As for attacks on Wilhelmshaven, W.A.7(b) called for 'Limited attack with air forces alone on Wilhelmshaven'.
There were standing instructions for attacking the German Fleet or parts thereof at sea, incorporated into W.A.12, but the target(s) were hardly ever found, let alone hit.
W.A.10 was for the bombing of shipping in German mercantile ports, prioritising Baltic ports, but it was noted that 'This plan is not really practicable until Bomber Command is equipped with a larger percentage of long range aircraft'.
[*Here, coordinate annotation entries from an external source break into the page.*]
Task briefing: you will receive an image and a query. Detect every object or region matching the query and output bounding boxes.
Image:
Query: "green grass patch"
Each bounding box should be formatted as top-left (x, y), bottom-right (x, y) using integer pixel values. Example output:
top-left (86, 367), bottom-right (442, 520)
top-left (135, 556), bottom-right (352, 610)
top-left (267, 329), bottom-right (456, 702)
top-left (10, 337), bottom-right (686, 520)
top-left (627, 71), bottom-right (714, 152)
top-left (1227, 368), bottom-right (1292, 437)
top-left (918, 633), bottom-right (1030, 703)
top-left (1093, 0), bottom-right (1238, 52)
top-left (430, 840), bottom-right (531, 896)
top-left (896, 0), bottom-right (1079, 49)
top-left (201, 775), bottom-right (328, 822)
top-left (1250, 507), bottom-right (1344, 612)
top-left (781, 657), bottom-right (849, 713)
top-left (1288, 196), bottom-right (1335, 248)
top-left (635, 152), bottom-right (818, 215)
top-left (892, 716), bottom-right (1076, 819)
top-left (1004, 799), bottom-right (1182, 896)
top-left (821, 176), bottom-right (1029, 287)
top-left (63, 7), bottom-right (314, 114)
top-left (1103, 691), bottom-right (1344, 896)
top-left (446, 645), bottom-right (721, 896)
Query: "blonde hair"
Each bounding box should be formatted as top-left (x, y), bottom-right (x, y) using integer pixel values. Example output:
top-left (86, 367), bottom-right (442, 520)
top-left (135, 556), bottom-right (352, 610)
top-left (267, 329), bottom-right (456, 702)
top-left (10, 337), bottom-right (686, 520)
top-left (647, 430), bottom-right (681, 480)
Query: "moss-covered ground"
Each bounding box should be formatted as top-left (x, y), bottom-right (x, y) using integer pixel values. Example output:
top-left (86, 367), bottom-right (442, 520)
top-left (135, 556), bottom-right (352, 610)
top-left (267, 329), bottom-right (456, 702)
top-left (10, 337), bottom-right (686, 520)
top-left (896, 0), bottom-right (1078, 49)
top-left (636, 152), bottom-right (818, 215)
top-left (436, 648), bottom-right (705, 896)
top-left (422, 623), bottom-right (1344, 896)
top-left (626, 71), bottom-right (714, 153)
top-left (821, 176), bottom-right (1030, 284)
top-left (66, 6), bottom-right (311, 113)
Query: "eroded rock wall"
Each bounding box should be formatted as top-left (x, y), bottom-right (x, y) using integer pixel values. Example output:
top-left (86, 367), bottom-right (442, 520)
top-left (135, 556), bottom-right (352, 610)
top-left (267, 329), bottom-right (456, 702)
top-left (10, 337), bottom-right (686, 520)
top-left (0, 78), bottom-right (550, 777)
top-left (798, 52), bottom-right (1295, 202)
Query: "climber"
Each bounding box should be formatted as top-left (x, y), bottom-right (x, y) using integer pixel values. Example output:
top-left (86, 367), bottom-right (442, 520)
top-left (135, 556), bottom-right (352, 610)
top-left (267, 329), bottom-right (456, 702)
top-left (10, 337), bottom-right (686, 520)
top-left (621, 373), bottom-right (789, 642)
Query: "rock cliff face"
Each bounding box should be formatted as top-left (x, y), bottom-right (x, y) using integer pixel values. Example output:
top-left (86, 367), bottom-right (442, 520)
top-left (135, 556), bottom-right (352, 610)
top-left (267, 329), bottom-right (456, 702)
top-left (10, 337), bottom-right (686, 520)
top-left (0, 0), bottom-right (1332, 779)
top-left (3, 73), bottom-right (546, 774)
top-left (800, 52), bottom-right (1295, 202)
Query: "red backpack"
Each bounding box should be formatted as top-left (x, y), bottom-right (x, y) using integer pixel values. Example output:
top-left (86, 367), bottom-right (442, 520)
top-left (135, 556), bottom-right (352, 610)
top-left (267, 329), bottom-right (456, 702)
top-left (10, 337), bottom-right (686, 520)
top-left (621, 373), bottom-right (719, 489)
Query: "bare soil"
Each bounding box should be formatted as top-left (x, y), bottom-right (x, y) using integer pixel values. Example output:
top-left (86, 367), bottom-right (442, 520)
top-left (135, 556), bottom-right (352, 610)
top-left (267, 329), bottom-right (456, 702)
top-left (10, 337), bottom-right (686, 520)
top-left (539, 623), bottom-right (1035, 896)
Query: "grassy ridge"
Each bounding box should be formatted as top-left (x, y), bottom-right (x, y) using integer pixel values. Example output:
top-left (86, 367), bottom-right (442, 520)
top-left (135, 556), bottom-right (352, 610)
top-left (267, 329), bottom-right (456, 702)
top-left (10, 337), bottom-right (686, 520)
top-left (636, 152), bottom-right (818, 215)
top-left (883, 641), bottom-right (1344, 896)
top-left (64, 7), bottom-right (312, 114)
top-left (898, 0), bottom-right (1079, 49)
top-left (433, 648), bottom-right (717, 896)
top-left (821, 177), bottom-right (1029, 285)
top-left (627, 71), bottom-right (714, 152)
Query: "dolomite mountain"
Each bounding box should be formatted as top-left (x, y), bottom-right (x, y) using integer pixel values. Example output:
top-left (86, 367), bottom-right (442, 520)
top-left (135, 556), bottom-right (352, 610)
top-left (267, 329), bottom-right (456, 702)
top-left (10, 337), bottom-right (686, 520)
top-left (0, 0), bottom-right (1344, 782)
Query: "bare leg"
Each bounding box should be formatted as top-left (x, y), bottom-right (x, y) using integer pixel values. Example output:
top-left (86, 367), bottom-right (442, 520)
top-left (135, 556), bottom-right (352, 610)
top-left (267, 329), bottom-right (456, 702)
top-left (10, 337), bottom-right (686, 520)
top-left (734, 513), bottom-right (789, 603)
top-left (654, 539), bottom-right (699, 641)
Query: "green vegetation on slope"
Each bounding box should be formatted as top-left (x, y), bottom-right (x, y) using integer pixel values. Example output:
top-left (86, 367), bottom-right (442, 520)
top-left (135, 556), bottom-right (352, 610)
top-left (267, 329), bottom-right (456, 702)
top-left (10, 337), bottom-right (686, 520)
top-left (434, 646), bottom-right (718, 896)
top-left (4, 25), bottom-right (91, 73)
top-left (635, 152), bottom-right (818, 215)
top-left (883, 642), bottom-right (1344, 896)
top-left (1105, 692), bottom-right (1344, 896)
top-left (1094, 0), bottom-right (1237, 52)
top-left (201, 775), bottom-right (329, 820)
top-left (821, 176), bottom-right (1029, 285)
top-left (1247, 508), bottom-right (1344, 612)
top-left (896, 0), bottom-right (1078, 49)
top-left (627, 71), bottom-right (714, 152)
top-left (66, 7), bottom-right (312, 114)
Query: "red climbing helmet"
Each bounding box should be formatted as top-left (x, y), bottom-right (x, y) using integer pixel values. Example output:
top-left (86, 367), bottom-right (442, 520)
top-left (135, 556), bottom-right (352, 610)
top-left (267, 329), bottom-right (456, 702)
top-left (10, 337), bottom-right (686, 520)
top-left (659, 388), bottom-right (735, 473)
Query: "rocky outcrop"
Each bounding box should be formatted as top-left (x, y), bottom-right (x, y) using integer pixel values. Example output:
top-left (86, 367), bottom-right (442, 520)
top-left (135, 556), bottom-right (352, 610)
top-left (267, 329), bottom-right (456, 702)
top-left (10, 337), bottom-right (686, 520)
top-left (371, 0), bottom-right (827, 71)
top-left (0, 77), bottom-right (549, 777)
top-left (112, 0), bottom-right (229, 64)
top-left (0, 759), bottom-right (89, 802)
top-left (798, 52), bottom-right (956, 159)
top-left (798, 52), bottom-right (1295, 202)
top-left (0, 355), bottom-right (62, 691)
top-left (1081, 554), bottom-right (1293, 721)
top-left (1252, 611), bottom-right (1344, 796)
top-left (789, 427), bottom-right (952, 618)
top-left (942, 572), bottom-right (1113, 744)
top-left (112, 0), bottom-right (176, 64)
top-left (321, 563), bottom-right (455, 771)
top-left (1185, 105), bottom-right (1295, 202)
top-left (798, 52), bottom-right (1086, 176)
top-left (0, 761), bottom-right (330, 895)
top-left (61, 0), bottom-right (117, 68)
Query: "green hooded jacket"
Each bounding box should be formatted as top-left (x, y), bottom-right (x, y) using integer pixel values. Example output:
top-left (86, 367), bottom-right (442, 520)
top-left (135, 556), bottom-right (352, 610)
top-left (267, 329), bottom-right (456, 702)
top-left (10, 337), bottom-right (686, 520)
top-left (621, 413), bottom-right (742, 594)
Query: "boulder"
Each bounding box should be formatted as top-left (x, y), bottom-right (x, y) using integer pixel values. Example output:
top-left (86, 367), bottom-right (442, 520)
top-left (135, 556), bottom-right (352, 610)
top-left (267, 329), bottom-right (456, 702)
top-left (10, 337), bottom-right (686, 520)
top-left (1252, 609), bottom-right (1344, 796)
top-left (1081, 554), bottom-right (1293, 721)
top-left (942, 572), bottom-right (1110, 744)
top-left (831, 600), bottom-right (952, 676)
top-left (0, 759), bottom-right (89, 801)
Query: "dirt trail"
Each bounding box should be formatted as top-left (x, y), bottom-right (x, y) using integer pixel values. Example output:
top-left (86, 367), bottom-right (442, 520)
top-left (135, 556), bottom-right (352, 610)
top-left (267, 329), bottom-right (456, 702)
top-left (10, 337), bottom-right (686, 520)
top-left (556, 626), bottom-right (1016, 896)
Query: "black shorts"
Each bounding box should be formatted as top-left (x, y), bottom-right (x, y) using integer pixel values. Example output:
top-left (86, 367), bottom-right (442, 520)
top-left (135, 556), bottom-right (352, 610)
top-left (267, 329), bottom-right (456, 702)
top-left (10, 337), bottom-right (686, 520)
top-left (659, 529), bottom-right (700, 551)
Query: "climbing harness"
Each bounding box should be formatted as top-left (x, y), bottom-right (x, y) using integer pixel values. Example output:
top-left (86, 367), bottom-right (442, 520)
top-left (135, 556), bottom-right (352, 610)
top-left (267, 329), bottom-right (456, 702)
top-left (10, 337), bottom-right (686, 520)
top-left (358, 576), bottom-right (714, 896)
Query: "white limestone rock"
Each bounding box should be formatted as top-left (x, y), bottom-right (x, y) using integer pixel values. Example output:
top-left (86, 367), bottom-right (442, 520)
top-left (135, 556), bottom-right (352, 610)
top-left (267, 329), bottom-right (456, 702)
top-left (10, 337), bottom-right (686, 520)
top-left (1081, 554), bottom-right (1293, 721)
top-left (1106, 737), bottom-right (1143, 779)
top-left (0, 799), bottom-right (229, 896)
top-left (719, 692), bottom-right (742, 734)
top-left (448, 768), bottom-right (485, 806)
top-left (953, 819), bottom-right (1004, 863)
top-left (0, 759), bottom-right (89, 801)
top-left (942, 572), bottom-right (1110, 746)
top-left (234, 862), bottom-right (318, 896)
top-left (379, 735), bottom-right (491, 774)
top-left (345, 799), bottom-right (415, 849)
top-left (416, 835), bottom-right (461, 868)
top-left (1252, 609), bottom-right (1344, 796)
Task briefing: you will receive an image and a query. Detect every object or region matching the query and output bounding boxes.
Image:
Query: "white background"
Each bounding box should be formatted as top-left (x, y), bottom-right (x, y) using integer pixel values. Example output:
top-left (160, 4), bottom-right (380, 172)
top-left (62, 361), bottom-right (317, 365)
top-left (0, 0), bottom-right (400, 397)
The very role of British bomber forces had come into sharp focus in 1937, encapsulated in the report of Sir Thomas Inskip. He wrote that (I'm quoting selectively, you can probably find the text of his 'aide memoire' online. It's in Webster and Frankland, Vol.IV)
'
The role of our air force is not an early knock out blow...but to prevent the Germans from knocking us out'
'My idea is rather that in order to meet our real requirements we need not possess anything like the same number of long-range heavy bombers as the Germans.'
'It seems to me that what we want to do in the first weeks of the war is to knock out as many German aeroplanes as we can...After which we can adopt a more offensive role, which I should hope might be based not on this country but on French or possibly even Belgian territory, from which the distances to the vulnerable German regions mentioned above are shorter.'
And, eventually, the political point.
'...the general suggestion I want to make is that, without loss of efficiency for our own purposes, we might substitute a larger proportion of light and medium bombers for our very expensive heavy bombers. In doing this we should, it is true, reduce in some degree our power of hitting Germany at the outset of war.'
Now, some might call all this contrarian, but it is the reality of the time. If anyone can see ways in which Bomber Command can do better at the outbreak of the war I'd love to hear them. This was not started as a 'what if'; It was supposed to remain based on the real constraints of the time. It would be great to have a few hundred Lancasters and fully operational crews, Gee, Oboe, H2S, etc., a Mk XIV bombsight, effective marking pyrotechnics and ordnance to destroy the intended target(s) in 1939. But NONE of it existed.